Por Gustavo Bertoche | Muitas vezes a pergunta sobre o objetivo da filosofia já foi feita e respondida. Algumas respostas são boas: é o caso da resposta de Paulo Ghiraldelli Jr., que afirma que a filosofia tem o objetivo de desbanalizar o banal – o que quer dizer que a tarefa da filosofia é mostrar que tudo que achamos muito simples e evidente no mundo é, na verdade, muito surpreendente, e que nossa apatia diante da existência não é mais que um estado de infeliz sonolência da qual a atividade filosófica nos desperta.

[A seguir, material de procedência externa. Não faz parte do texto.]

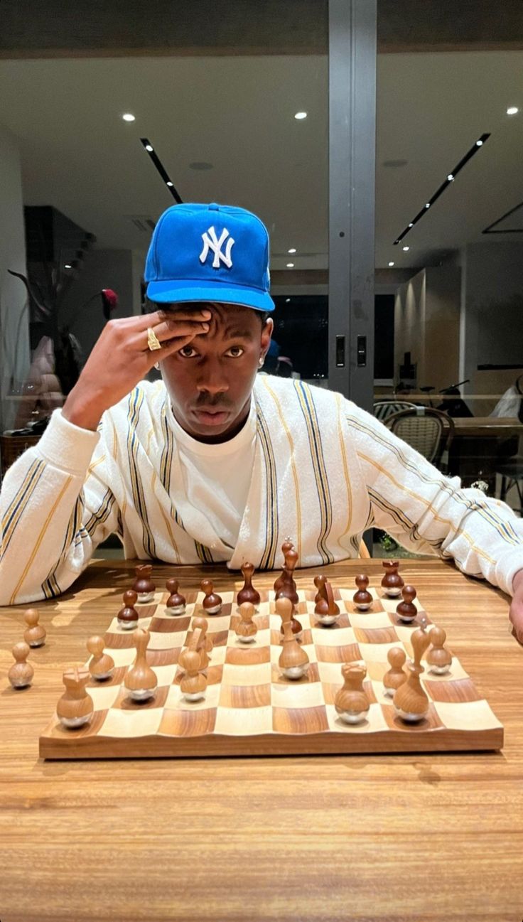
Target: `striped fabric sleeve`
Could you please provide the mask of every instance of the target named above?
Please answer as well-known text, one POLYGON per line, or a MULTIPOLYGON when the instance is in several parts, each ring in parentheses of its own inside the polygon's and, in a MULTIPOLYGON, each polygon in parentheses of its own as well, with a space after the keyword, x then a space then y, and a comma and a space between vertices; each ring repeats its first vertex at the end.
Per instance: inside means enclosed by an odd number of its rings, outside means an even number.
POLYGON ((38 445, 6 473, 0 493, 0 604, 67 589, 96 546, 118 529, 104 449, 55 410, 38 445))
POLYGON ((461 489, 374 416, 346 407, 376 527, 409 550, 453 558, 463 573, 511 595, 523 568, 523 520, 505 502, 461 489))

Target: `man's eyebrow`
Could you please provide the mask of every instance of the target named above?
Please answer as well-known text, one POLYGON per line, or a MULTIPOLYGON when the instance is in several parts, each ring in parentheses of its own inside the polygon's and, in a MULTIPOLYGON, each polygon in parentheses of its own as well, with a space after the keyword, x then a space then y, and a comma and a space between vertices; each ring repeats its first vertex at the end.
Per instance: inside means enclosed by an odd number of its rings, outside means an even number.
POLYGON ((252 330, 243 330, 241 326, 227 326, 223 332, 224 339, 254 339, 252 330))

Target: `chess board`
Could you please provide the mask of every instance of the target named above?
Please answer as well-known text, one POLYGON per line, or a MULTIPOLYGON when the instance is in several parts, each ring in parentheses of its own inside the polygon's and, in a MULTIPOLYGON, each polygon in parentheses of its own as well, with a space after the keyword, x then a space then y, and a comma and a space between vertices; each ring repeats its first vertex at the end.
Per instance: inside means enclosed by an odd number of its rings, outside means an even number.
MULTIPOLYGON (((182 587, 182 591, 184 588, 182 587)), ((182 695, 178 657, 194 614, 204 614, 203 594, 184 592, 184 615, 165 613, 166 592, 157 592, 149 605, 137 605, 139 626, 150 632, 148 661, 158 677, 153 700, 131 701, 124 685, 135 657, 133 632, 116 618, 105 634, 105 649, 114 659, 111 680, 91 680, 88 692, 94 703, 90 723, 64 728, 54 715, 40 738, 43 758, 140 758, 149 756, 232 756, 305 753, 416 752, 498 750, 503 727, 477 692, 458 659, 450 672, 433 675, 424 657, 422 684, 429 697, 427 715, 410 724, 397 715, 385 695, 382 679, 389 668, 387 651, 401 646, 412 656, 410 637, 424 616, 420 599, 412 624, 396 615, 398 599, 370 587, 373 610, 356 610, 354 588, 334 589, 341 609, 336 624, 320 624, 314 613, 315 591, 300 591, 297 617, 302 645, 310 665, 298 680, 286 679, 278 666, 281 652, 281 620, 275 612, 274 593, 260 593, 254 642, 243 644, 235 633, 239 619, 235 594, 220 593, 221 612, 208 615, 213 641, 205 699, 187 702, 182 695), (363 661, 364 688, 371 702, 365 720, 345 724, 334 706, 342 686, 341 665, 363 661)), ((452 649, 452 637, 448 638, 452 649)))

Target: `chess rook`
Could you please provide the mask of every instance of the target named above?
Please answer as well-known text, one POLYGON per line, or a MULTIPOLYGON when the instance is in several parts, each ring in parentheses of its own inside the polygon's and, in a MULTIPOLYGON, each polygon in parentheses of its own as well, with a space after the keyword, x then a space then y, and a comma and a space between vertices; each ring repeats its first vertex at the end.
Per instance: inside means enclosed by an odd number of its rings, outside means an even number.
POLYGON ((24 621, 27 628, 24 631, 24 640, 30 646, 42 646, 45 644, 46 631, 38 623, 40 615, 36 609, 28 609, 24 621))
POLYGON ((114 660, 108 653, 103 652, 103 637, 89 637, 87 642, 88 652, 91 656, 89 671, 97 682, 106 681, 114 672, 114 660))
POLYGON ((150 578, 152 566, 150 563, 140 563, 135 567, 137 578, 131 588, 137 593, 140 604, 152 602, 156 586, 150 578))
POLYGON ((346 724, 361 724, 367 716, 371 703, 363 689, 366 674, 362 663, 344 663, 341 667, 343 688, 337 692, 334 706, 346 724))
POLYGON ((255 608, 256 605, 260 604, 260 594, 255 589, 253 585, 253 573, 255 568, 252 563, 244 563, 242 567, 242 573, 244 575, 244 586, 240 589, 236 603, 238 608, 243 605, 244 602, 250 602, 255 608))
POLYGON ((19 644, 15 644, 12 652, 15 663, 7 673, 7 679, 14 689, 27 689, 32 682, 34 675, 32 666, 26 662, 30 652, 30 645, 20 641, 19 644))
POLYGON ((77 729, 89 723, 94 704, 86 691, 89 680, 88 669, 67 669, 63 676, 65 691, 56 704, 56 714, 63 727, 77 729))
POLYGON ((221 596, 214 592, 214 587, 209 579, 202 579, 201 590, 205 593, 202 606, 207 615, 218 615, 221 611, 221 596))
POLYGON ((403 601, 399 602, 396 608, 396 614, 405 624, 410 624, 418 614, 418 609, 414 605, 416 590, 413 585, 404 585, 401 589, 403 601))
POLYGON ((185 598, 178 592, 179 583, 177 579, 168 579, 165 588, 169 593, 169 598, 165 603, 165 611, 168 615, 183 615, 185 612, 185 598))
POLYGON ((403 580, 398 573, 399 563, 398 561, 384 561, 383 566, 385 568, 385 576, 381 581, 382 588, 385 590, 386 596, 395 598, 397 596, 401 595, 401 589, 404 585, 403 580))
POLYGON ((373 607, 373 597, 367 589, 369 577, 360 573, 356 576, 355 583, 358 589, 352 596, 352 601, 359 611, 369 611, 373 607))
POLYGON ((135 609, 137 604, 137 595, 134 589, 127 589, 124 593, 124 608, 120 609, 117 614, 118 625, 123 628, 124 631, 130 631, 137 628, 138 626, 138 613, 135 609))
POLYGON ((147 661, 147 648, 150 640, 149 631, 137 628, 133 640, 137 648, 137 657, 134 666, 127 670, 124 684, 133 701, 148 701, 154 696, 158 679, 147 661))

Outras respostas são idiotas: é o caso de quem afirma que a filosofia tem valor por si mesma, que é uma atividade sem finalidade imediata, e que é a única disciplina que prescinde de justificação. Esse tipo de resposta à pergunta sobre o objetivo da filosofia é má porque quem afirma isso não sabe o que é filosofia, mas finge saber. E se é um professor quem diz que a filosofia reserva-se o direito de não ter objetivo, tanto pior, pois só demonstra que, além de não saber os fundamentos do que leciona, dedica sua vida a uma atividade que acredita não ter sentido. Um sujeito que trabalha numa profissão em que não vê sentido é um idiota.
Para responder à pergunta do título, é necessário compreender, em primeiro lugar, que a filosofia tem um objetivo. O objetivo mais imediato da filosofia é o mesmo objetivo último de todas as ciências teóricas: ordenar o conjunto de percepções subjetivas e intersubjetivas a respeito da realidade.
Adoto aqui a palavra “ciência” no sentido mais lato. Assim, a filosofia é uma ciência, assim como a física, a sociologia, a psicologia e até a astrologia. Note que utilizo o objetivo das ciências teóricas como componente da sua definição: todas as ciências teóricas têm o objetivo de ordenar a realidade.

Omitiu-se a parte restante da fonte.